LE ACCUSE Secondo il capo d’imputazione, F.R., che rivestiva il ruolo di vertice nell’impresa, dopo l’apertura del fallimento avrebbe ceduto tutti i suoi beni provvedendo ad occultare gli ingenti guadagni e facendo in modo che i creditori non trovassero beni su cui soddisfare le proprie pretese. Nel momento in cui era intervenuta la Guardia di Finanza, in effetti, i conti dell’imprenditore risultavano essere tutti chiusi, nonostante avesse incassato i pagamenti derivanti dalla vendita di svariati appartamenti nel comune di La Spezia, titoli azionari e di credito; nessun bene aziendale, inoltre, risultava presente nella sede. Ad aggravare il tutto, la circostanza che l’uomo avesse distrutto parte delle scritture contabili cui sono tenuti gli imprenditori.
L’ITER PROCESSUALE Nel corso del processo di primo grado erano stati sentiti tutti i creditori di F.R., i commercialisti interessati e il curatore fallimentare, i quali avevano riferito circa la condotta dell’imputato tesa a disperdere i propri beni non onorando, in tal modo, i debiti. La sentenza di primo grado, nel condannare l’imputato, aveva applicato allo stesso l’interdizione dai pubblici uffici e, visti i precedenti penali di cui risultava essere gravato, gli aveva finanche negato la concessione delle attenuanti generiche.
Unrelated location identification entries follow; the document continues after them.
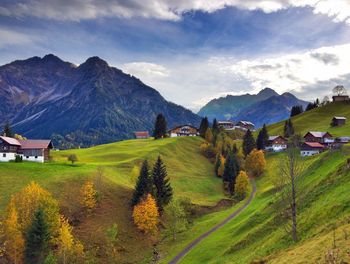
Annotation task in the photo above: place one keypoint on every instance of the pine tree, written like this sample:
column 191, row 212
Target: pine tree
column 37, row 239
column 203, row 126
column 144, row 184
column 248, row 142
column 7, row 130
column 263, row 138
column 160, row 127
column 163, row 190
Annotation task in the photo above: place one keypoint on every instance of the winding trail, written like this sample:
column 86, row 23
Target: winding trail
column 195, row 242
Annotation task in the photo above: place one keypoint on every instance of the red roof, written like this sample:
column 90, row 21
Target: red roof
column 35, row 144
column 11, row 141
column 314, row 144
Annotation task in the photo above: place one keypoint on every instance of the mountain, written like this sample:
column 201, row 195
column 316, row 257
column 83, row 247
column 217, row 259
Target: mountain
column 83, row 105
column 266, row 107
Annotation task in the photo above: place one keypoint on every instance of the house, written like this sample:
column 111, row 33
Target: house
column 184, row 130
column 245, row 125
column 29, row 150
column 338, row 121
column 340, row 98
column 227, row 125
column 320, row 137
column 311, row 148
column 277, row 143
column 141, row 134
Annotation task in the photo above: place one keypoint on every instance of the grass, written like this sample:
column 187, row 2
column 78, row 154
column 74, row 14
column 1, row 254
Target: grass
column 191, row 176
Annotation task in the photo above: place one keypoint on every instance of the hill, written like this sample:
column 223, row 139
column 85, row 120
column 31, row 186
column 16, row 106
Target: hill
column 318, row 119
column 84, row 105
column 266, row 107
column 191, row 176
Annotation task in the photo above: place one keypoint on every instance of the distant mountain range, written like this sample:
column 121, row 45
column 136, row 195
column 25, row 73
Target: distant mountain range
column 83, row 105
column 266, row 107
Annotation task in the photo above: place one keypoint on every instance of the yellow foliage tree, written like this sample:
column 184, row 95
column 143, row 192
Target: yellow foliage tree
column 146, row 215
column 88, row 196
column 14, row 241
column 29, row 200
column 255, row 162
column 242, row 184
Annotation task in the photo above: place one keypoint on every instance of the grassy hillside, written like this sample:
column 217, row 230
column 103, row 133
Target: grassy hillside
column 190, row 173
column 255, row 235
column 318, row 119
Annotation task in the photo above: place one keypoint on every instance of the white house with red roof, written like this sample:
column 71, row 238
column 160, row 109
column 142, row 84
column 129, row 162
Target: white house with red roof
column 29, row 150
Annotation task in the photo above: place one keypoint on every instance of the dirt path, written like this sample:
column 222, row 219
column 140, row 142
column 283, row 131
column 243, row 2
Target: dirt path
column 194, row 243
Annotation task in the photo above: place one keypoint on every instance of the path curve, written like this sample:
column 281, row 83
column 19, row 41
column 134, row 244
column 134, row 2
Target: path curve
column 194, row 243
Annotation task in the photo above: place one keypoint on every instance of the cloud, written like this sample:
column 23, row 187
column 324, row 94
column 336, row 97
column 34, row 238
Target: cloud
column 76, row 10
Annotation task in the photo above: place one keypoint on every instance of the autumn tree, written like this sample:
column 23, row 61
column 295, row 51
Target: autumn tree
column 160, row 127
column 88, row 196
column 163, row 191
column 255, row 162
column 262, row 140
column 144, row 184
column 14, row 241
column 146, row 215
column 176, row 220
column 248, row 142
column 37, row 239
column 242, row 185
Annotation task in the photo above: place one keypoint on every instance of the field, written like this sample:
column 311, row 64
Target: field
column 191, row 176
Assunta la difesa dell’imprenditore, l’Avv. Raffaele Meles ha proposto appello sostenendo l’ingiustizia della sentenza di condanna e la non attenta valutazione, da parte del giudice di prime cure, di molti elementi tra cui l’assenza di dolo dell’imputato: non vi era la prova che le somme ed i beni distratti fossero riconducibili al disegno criminoso di frodare i creditori. La Corte D’Appello di Catanzaro, in accoglimento delle istanze difensive, ha prosciolto l’imputato, annullando la sentenza di primo grado.